Well, do you as a human have the whole codebase loaded in to your memory with the ability to mentally reason with it? No, you work on a small scope at a time.
You may work in a limited scope at a time, but you are aware how it fits into the larger scope, and more often than not you actually have to connect things across different scopes.
I work on projects with hundreds of thousands of files and tens of millions of lines. I am honestly clueless how most of it fits together and working here as a human feels often not too different (just a few steps of scale higher) than LLM-based coding like Cursor.
Well you can use an LLM similarly. Have it write docs for all your files including a summary for each function / class, ideally in order of dependency. Then use only the summaries in context. This should significantly lower your token count.
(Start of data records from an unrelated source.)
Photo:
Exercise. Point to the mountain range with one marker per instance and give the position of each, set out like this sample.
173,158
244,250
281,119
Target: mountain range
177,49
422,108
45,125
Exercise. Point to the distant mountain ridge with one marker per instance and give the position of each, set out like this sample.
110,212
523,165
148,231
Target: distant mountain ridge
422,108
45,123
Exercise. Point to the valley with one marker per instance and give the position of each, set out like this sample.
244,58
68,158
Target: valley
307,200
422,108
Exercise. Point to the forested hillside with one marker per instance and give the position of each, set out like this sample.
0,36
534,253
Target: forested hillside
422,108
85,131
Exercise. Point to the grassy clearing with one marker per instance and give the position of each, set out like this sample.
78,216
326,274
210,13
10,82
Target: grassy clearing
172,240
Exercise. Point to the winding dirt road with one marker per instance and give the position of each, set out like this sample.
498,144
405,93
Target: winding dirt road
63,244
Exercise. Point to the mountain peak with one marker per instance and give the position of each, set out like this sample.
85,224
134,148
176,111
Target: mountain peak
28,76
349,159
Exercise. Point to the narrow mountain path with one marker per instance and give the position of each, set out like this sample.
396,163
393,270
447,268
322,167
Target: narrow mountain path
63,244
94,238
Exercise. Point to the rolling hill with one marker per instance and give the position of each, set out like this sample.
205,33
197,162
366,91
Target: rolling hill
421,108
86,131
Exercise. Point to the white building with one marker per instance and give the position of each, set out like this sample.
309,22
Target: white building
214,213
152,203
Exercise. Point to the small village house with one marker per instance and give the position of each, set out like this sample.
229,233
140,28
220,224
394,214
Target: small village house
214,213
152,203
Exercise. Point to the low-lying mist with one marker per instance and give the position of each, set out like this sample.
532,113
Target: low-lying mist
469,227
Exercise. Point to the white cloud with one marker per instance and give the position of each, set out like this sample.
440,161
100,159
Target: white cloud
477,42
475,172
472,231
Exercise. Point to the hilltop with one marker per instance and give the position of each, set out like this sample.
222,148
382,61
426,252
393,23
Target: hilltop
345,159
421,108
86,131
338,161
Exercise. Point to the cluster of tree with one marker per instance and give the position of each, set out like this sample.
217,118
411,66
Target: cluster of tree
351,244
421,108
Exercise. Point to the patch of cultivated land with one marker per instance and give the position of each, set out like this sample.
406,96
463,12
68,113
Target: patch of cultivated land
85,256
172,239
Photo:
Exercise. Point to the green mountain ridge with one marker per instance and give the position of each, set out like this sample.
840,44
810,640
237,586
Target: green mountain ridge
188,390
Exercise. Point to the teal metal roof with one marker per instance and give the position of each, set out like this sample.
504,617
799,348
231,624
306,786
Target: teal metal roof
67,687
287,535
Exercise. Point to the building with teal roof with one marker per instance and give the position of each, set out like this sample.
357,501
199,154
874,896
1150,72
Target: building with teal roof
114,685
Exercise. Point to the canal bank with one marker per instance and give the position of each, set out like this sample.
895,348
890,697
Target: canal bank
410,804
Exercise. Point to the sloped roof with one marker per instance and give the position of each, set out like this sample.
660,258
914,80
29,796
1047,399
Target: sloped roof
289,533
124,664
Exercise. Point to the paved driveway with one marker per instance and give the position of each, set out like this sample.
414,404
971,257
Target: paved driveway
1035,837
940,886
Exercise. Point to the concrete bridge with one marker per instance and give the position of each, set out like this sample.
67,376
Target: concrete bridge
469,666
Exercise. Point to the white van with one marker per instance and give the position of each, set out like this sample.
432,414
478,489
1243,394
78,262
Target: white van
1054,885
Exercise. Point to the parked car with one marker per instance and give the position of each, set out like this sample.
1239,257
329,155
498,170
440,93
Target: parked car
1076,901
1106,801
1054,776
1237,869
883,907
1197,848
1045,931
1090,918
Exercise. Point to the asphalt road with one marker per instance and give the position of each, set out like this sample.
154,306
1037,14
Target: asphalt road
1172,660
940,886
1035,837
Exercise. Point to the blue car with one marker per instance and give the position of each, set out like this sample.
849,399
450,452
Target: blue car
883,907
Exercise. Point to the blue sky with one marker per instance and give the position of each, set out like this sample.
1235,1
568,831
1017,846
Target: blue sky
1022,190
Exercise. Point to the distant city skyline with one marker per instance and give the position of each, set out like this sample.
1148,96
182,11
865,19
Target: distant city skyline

Haven't tried it personally but it should work

In my experience, you often remember and/or discover relationships to other parts of the system during the current development task, by delving into the implementation. These relationships also aren't necessarily explicit in the code you're looking at. For example, they can relate to domain-level invariants or to shared resources, or simply shared patterns and conventions. In general you can't prepare everything that would be relevant up front.
you do the same thing with the llm, you have it describe the api of modules not related to your code and that in place of those segments of the code.
On larger codebases, I use tools heavily instead of just winging it. If the LLM can't either orchestrate those tools or apply its own whole-program analysis it quite impossible for it to do anything useful.